Annales de l'Institut Henri Poincaré, Probabilités et Statistiques

Thresholds for vanishing of ‘Isolated’ faces in random Čech and Vietoris–Rips complexes

Srikanth K. Iyer and D. Yogeshwaran

Full-text: Access denied (no subscription detected)

We're sorry, but we are unable to provide you with the full text of this article because we are not able to identify you as a subscriber. If you have a personal subscription to this journal, then please login. If you are already logged in, then you may need to update your profile to register your subscription. Read more about accessing full-text

Abstract

We study combinatorial connectivity for two models of random geometric complexes. These two models – Čech and Vietoris–Rips complexes – are built on a homogeneous Poisson point process of intensity $n$ on a $d$-dimensional torus, $d>1$, using balls of radius $r_{n}$. In the former, the $k$-simplices/faces are formed by subsets of $(k+1)$ Poisson points such that the balls of radius $r_{n}$ centred at these points have a mutual interesection and in the latter, we require only a pairwise intersection of the balls. Given a (simplicial) complex (i.e., a collection of $k$-simplices for all $k\geq 1$), we can connect $k$-simplices via $(k+1)$-simplices (‘up-connectivity’) or via $(k-1)$-simplices (‘down-connectivity). Our interest is to understand these two combinatorial notions of connectivity for the random Čech and Vietoris–Rips complexes asymptotically as $n\to \infty $. In particular, we analyse in detail the threshold radius for vanishing of isolated $k$-faces for up and down connectivity of both types of random geometric complexes. Though it is expected that the threshold radius $r_{n}=\Theta ((\frac{\log n}{n})^{1/d})$ in coarse scale, our results give tighter bounds on the constants in the logarithmic scale as well as shed light on the possible second-order correction factors. Further, they also reveal interesting differences between the phase transition in the Čech and Vietoris–Rips cases. The analysis is interesting due to non-monotonicity of the number of isolated $k$-faces (as a function of the radius) and leads one to consider ‘monotonic’ vanishing of isolated $k$-faces. The latter coincides with the vanishing threshold mentioned above at a coarse scale (i.e., $\log n$ scale) but differs in the $\log \log n$ scale for the Čech complex with $k=1$ in the up-connected case. For the case of up-connectivity in the Vietoris–Rips complex and for $r_{n}$ in the critical window, we also show a Poisson convergence for the number of isolated $k$-faces when $k\leq d$.

Résumé

Nous étudions la connectivité combinatoire pour deux modèles de complexes géométriques aléatoires. Ces deux modèles – les complexes de $\v{C}$ech et de Vietoris–Rips – sont construits sur la base d’un processus de Poisson homogène d’intensité $n$ sur un tore de dimension $d$, $d>1$, en utilisant des boules de rayon $r_{n}$. Dans le premier, les $k$-simplexes/faces sont formés par les sous-ensembles de $k+1$ points du processus de Poisson tels que l’intersection des boules de rayon $r_{n}$ centrées en ces points est non vide, et dans le second, nous demandons seulement que les intersections deux-à-deux des boules soient non vides. Étant donné un complexe simplicial (c’est-à-dire une collection de $k$-simplexes pour tous $k\geq 1$), nous pouvons connecter les $k$-simplexes via les $(k+1)$-simplexes (connectivité par le haut) ou via les $(k-1)$-simplexes (connectivité par le bas).
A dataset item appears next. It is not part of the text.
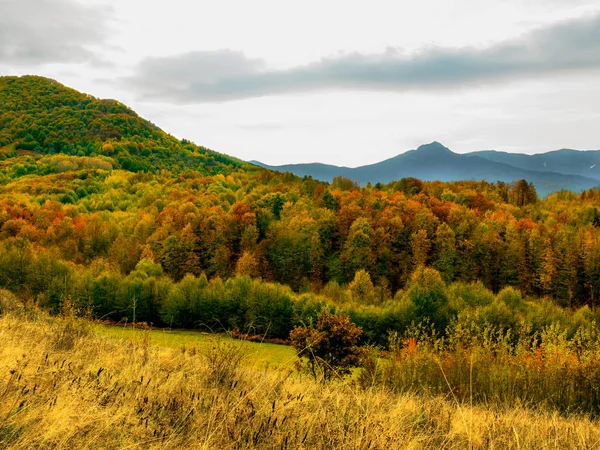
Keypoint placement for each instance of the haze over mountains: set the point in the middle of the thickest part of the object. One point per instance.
(549, 172)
Notre objectif est de comprendre ces deux notions combinatoires de connectivité pour les complexes de Čech et Vietoris–Rips asymptotiquement lorsque $n\to \infty$.
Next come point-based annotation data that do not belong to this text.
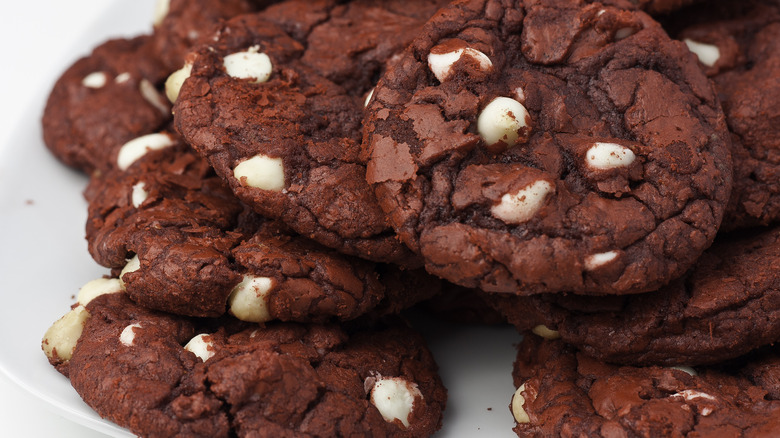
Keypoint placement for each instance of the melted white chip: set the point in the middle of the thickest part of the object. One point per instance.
(139, 194)
(150, 93)
(394, 398)
(518, 403)
(122, 78)
(97, 79)
(63, 335)
(708, 54)
(595, 261)
(134, 149)
(261, 172)
(175, 81)
(441, 63)
(503, 119)
(546, 333)
(609, 156)
(249, 65)
(127, 338)
(161, 9)
(202, 346)
(521, 206)
(98, 287)
(248, 302)
(132, 265)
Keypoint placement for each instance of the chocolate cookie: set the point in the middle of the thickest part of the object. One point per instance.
(739, 47)
(105, 100)
(275, 103)
(163, 375)
(726, 306)
(561, 392)
(546, 146)
(179, 240)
En particulier, nous analysons en détail le rayon critique pour la disparition des $k$-faces isolées pour la connectivité par le haut et par le bas dans les deux types de complexes géométriques aléatoires. Bien qu’il soit attendu que le rayon critique soit $r_{n}=\Theta((\frac{\log n}{n})^{1/d})$ dans une échelle grossière, nos résultats donnent des bornes plus fines sur les constantes dans l’échelle logarithmique et suggère les possibles facteurs correctifs de second ordre. De plus, ils révèlent aussi des différences intéressantes entre les transitions de phase entre les cas de Čech et Vietoris–Rips.
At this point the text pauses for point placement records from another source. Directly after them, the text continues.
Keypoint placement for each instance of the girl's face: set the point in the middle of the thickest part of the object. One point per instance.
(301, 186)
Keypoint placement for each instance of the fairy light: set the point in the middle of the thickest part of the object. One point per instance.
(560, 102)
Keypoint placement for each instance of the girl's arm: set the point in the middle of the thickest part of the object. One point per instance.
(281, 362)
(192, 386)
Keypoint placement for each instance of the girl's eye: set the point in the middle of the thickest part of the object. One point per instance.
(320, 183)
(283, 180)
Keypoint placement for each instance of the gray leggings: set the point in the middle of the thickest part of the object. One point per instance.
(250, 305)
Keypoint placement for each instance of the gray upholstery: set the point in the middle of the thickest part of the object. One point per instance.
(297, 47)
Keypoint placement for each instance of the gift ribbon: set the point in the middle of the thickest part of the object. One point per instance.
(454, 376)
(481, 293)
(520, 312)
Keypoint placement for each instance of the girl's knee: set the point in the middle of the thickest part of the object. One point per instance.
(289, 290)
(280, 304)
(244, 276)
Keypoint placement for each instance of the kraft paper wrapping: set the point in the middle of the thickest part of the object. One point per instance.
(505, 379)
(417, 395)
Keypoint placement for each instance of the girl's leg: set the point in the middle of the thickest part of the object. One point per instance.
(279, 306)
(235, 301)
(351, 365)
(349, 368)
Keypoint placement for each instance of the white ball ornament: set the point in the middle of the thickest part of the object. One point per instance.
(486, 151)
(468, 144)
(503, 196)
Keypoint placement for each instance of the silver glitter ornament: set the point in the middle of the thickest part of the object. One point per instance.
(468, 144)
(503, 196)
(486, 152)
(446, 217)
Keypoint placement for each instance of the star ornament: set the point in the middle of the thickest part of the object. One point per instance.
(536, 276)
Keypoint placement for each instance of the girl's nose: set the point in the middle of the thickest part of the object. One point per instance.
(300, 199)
L’analyse est intéressante du fait de la non monotonie du nombre de $k$-faces isolées (comme fonction du rayon) ce qui conduit à considérer une version monotone de la disparition des $k$-faces. Cette dernière coïncide avec le seuil de disparition mentionné précédemment à une échelle grossière (c’est-à-dire à une échelle $\log n$) mais diffère à l’échelle $\log \log n$ pour le complexe de Čech avec $k=1$ pour la connectivité par le haut.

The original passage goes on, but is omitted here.